By David Perlman
Radiation from the Fukushima nuclear disaster has not yet reached ocean waters along the Pacific coast, but low levels of radioactive cesium from the stricken Japanese power plant could arrive by April, scientists reported Monday.
The report came even as some Internet sites continue claiming that dangerously radioactive ocean water from Fukushima is showing up along California beaches — reports that have been denied by health officials and scientists since they first surfaced more than a month ago.
Ken Buesseler, a chemical oceanographer at the Woods Hole Oceanographic Institution on Cape Cod, Mass., reported that four coastal monitoring sites in California and Washington have detected no traces of radiation from the Fukushima Dai-ichi nuclear plant destruction — “not yet,” he said during a telephone press briefing.
The briefing took place in Honolulu during a meeting of the American Geophysical Union’s Ocean Sciences section. The meeting is being held with scientists from both sides of the Pacific to discuss problems caused anywhere in the Pacific by the offshore earthquake and tsunami that hit Japan on March 16, 2011.
Buesseler said no federal or international agencies are monitoring ocean waters from Fukushima on this side of the Pacific, so he has organized volunteer monitors at 16 sites along the California and Washington coasts and two in Hawaii to collect seawater in 20-liter specialized plastic containers and ship them by UPS to his Woods Hole laboratory.
Two specific radioactive isotopes of the element cesium are formed in nuclear accidents, he explained.
One is cesium-137, whose radioactivity decays very slowly — its half-life is 30 years — while the other is cesium-134, which decays rapidly with a two-year half-life. So while cesium-137 is still detectable in the world’s oceans from old nuclear-weapons tests, any traces of cesium-134 that are detected by monitoring instruments could only have come from the Fukushima nuclear accident, Buesseler said.
According to a widely accepted model of the oceans’ circulation patterns, traces of the plume of radioactive seawater from Fukushima should be detectable along the Pacific coast in April.

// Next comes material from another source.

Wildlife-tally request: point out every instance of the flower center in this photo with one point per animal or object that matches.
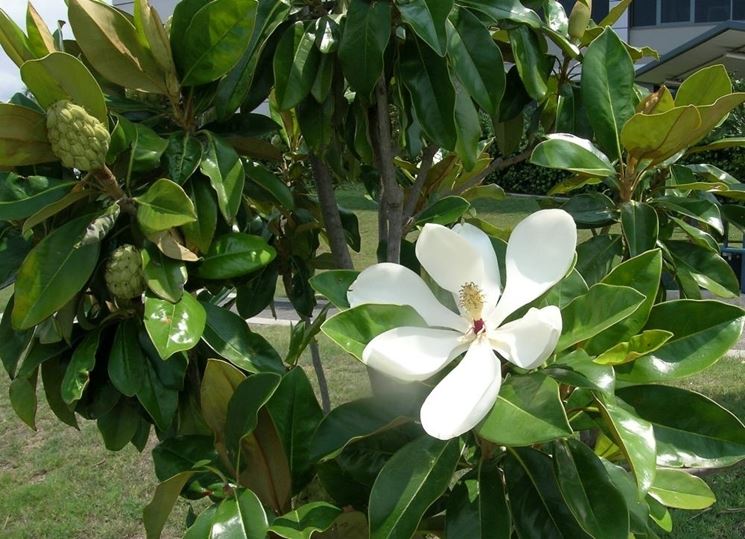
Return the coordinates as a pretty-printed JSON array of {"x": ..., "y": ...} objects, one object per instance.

“We need to know the real levels of radiation coming at us,” said Bing Dong, a retired accountant and self-described activist at Point Reyes Station who has volunteered to collect ocean samples for Buesseler’s project. “There’s so much disinformation out there, and we really need actual data.”
Roger Gilbert, a physician and radiation oncologist who collected water at Fort Bragg along the Mendocino County coast, said he got involved in Buesseler’s monitoring project because he is concerned “over fear-mongering on the Internet about allegedly high levels of Fukushima radiation in California’s coastal waters.”